The distance the pendulum travels after breaking two different heavy-gauge specimens (and specimens having high impact resistance) can vary significantly, yielding meaningful test results. However, because the weight of the pendulum relative to the strength of two different thin-gauge specimens (and specimens having low impact resistance) is far greater, differences in the distance the pendulum travels beyond the specimens is far less, decreasing the accuracy of this method for evaluating sheet products typically utilized for thermoforming of aircraft interior parts.
Widely utilized for accurately measuring differences in impact resistance between sheet products of thinner gauge and/or lower impact resistance, is Gardner Impact Testing (ASTM-D4272) also known as Falling Dart Impact Testing, in which an "impactor" or "dart" (of variable weight) is released from various heights onto a specimen.
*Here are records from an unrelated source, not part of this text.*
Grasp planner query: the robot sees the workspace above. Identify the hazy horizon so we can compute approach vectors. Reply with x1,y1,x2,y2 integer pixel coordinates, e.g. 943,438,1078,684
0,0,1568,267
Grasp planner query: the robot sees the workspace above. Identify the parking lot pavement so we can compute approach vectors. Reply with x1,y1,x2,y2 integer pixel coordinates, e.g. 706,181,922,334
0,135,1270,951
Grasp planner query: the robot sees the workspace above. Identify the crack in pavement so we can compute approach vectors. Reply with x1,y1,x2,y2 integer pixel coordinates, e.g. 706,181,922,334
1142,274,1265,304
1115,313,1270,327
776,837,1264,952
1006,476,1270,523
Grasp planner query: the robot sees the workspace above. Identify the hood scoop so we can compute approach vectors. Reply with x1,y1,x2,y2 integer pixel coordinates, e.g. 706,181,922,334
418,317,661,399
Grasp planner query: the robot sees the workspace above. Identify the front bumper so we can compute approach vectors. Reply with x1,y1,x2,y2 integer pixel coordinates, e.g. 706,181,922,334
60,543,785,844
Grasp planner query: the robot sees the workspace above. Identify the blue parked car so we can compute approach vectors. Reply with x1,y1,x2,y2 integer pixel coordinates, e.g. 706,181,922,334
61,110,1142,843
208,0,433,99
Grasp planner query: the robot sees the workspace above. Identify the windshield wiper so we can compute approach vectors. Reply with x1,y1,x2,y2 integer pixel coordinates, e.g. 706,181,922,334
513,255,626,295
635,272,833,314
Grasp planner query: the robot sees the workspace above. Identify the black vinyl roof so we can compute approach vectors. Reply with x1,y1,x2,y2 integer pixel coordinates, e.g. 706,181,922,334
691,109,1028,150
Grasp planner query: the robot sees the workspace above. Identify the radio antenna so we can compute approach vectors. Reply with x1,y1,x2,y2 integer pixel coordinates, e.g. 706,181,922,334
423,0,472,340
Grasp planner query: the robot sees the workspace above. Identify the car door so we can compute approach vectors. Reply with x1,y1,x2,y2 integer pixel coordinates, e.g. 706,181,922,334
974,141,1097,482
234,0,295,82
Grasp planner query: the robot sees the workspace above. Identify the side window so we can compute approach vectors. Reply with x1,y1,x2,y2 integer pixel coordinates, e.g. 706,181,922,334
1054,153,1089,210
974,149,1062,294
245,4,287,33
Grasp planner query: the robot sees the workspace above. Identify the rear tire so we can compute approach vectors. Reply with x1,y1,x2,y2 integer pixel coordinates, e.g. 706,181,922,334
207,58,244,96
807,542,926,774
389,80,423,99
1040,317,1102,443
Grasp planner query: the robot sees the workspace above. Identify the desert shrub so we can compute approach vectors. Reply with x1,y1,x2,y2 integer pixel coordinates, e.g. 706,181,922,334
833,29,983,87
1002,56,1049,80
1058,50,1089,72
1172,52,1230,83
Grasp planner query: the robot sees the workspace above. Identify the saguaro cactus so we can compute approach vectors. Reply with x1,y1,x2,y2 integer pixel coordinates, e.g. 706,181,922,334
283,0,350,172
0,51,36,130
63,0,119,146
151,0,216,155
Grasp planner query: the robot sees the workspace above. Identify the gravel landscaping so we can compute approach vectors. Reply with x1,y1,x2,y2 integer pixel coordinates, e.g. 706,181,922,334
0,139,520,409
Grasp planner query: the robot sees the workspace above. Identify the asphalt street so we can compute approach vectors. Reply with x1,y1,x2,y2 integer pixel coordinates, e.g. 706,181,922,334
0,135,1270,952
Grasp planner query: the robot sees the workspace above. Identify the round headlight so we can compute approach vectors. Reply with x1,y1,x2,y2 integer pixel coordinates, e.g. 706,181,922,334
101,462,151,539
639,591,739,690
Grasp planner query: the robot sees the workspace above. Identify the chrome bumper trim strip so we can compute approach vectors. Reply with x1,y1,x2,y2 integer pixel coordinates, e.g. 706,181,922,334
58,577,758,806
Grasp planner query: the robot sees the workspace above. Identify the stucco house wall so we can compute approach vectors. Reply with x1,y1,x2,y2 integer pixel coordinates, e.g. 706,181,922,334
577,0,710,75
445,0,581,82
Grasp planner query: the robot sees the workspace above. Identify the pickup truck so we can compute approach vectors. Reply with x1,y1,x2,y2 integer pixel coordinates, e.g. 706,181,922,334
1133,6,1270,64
After multiple impacts, the height from which half of the specimens failed is expressed as "mean failure height" in inches/centimeters or as "mean failure energy" in in./lb or kg/cm.
It is important to note that impact resistance for most aircraft rated sheet products is expressed in terms of Izod Impact Strength, which can understate the performance difference between two different sheet products meeting the FAA "6565" standard.
For example, the published Izod Impact Strength of one 6565-rated sheet product is 5 ft-lbs/in (265 J/m), versus 3 ft-lbs/in (159 J/m) for another 6565-rated sheet product, a performance advantage of 67 percent.
However, Gardner Impact Testing of the same two sheet grades (FIG. 3) in 60 mil thickness determined mean failure height of the first grade to be 70 in. (177.80 cm) versus 24 in. (60.96 cm) for the second grade, a performance advantage of 192 percent, illustrating the importance of this test method to specifiers of aircraft rated sheet products.
Higher impact resistance can improve the durability of thermoformed components (FIG. 4), and/or allow components to be thermoformed using thinner, lighter sheet products having equivalent impact resistance.
For example, a new Model 3050 FeatherWeightTM seat (FIG. 5) from TIMCO Aerosystems, which is thermoformed by Multifab Inc. using the higher-performing sheet grade described in the aforementioned test, can reportedly reduce overall weight of a 200 seat aircraft by more than 8000 lb. (3629 kg), yielding significant long term fuel savings.
Producing sheet products that comply with strict FAA requirements for fire, smoke and heat release incurs sacrifices in impact resistance and other physical properties, dramatically affecting the durability of components and/or fuel efficiency of the aircraft. It is therefore incumbent on the specifier of thermoformed interior components to identify significant differences in available sheet products by evaluating reliable test data obtained not only through Izod Impact Strength Testing, but also Gardner Impact Testing.